Trouble Ticket #1: High fibre diet

Introduction

This is the first of what I am calling a Trouble Ticket post, a review of an issue I’ve run into which I believe warrants sharing with others. This could be because I came across something I’ve not seen before, that I ended up pulling my hair out over or perhaps it simply involved something that was particularly interesting to me. I aim to lay down as much information as I can within the confines of confidentiality, where applicable, and explain my troubleshooting process. So let’s get started with the first ticket.

Description

A customer’s satellite site had a 1Gb\s fibre link laid to the main data centre using a 3rd party supplier. The diagram below shows all the key details to the issue but some more background may help. R1 has an RJ45 to the LAN behind it as does SW1 and both connect to the WAN with LC SFPs. The port on SW1 is layer 2, with the layer 3 endpoint being an ASA behind it.

Diagram

Network diagram
Network diagram

Problem

When R1 was rebooted, its fibre port would initialise but would show as down\down.

Troubleshooting steps

It soon became apparent that this wasn’t going to be a slam dunk fix. Doing a shutdown\no shutdown didn’t help. Removing the LC connector from R1’s SFP and reinserting brought the link back up and removing one of the ST connectors from the patch panel and reinserting also brought the link back up. At this point the link would remain up and stable…until the next reboot. Looked initially like a layer 1 issue.
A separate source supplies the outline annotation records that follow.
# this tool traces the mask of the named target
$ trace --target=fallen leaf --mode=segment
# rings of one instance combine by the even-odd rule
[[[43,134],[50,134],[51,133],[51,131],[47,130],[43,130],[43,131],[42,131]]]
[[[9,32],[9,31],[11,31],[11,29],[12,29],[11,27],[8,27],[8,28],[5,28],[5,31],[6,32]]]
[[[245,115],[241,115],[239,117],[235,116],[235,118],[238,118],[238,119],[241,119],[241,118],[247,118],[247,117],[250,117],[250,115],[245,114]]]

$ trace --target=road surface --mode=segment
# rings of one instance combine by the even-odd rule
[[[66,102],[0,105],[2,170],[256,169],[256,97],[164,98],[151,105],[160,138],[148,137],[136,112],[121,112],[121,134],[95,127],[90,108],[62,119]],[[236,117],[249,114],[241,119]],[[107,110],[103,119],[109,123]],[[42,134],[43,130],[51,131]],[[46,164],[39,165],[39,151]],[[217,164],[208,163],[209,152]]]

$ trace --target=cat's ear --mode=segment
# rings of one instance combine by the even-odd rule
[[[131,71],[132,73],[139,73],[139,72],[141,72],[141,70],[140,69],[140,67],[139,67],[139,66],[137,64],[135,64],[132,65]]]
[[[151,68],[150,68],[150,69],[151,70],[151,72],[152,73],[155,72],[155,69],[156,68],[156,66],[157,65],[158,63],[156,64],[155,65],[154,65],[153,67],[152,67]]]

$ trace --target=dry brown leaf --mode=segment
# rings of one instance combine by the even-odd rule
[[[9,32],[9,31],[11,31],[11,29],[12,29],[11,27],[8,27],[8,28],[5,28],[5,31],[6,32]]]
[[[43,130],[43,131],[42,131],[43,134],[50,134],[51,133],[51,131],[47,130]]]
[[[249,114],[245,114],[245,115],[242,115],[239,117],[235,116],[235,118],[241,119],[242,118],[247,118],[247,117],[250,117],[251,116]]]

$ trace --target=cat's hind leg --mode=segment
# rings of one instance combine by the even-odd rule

R1 was returned to my head office where I powered it up with a 2nd SFP in a 2nd port, with a loopback fibre. No matter how hard I tried, I could not replicate the issue i.e. both ports came up as expected after every reboot. This led me to believe that the issue was probably with the link itself, somewhere from R1’s SFP to SW1’s SFP. I took R1 back to the remote site myself with a spare patch lead and another SFP and swapped these out but the issue still persisted.

I then got on to the WAN provider and requested they tested the link. They did an end to end test and reported that they could see no issue but when I presented the results of my loopback test, they agreed to move on to a different fibre pair from the site’s patch panel to their POP site and down to the data centre. This still left the patch panel from their kit in the data centre to SW1, but otherwise a complete replacement. Again, the issue remained.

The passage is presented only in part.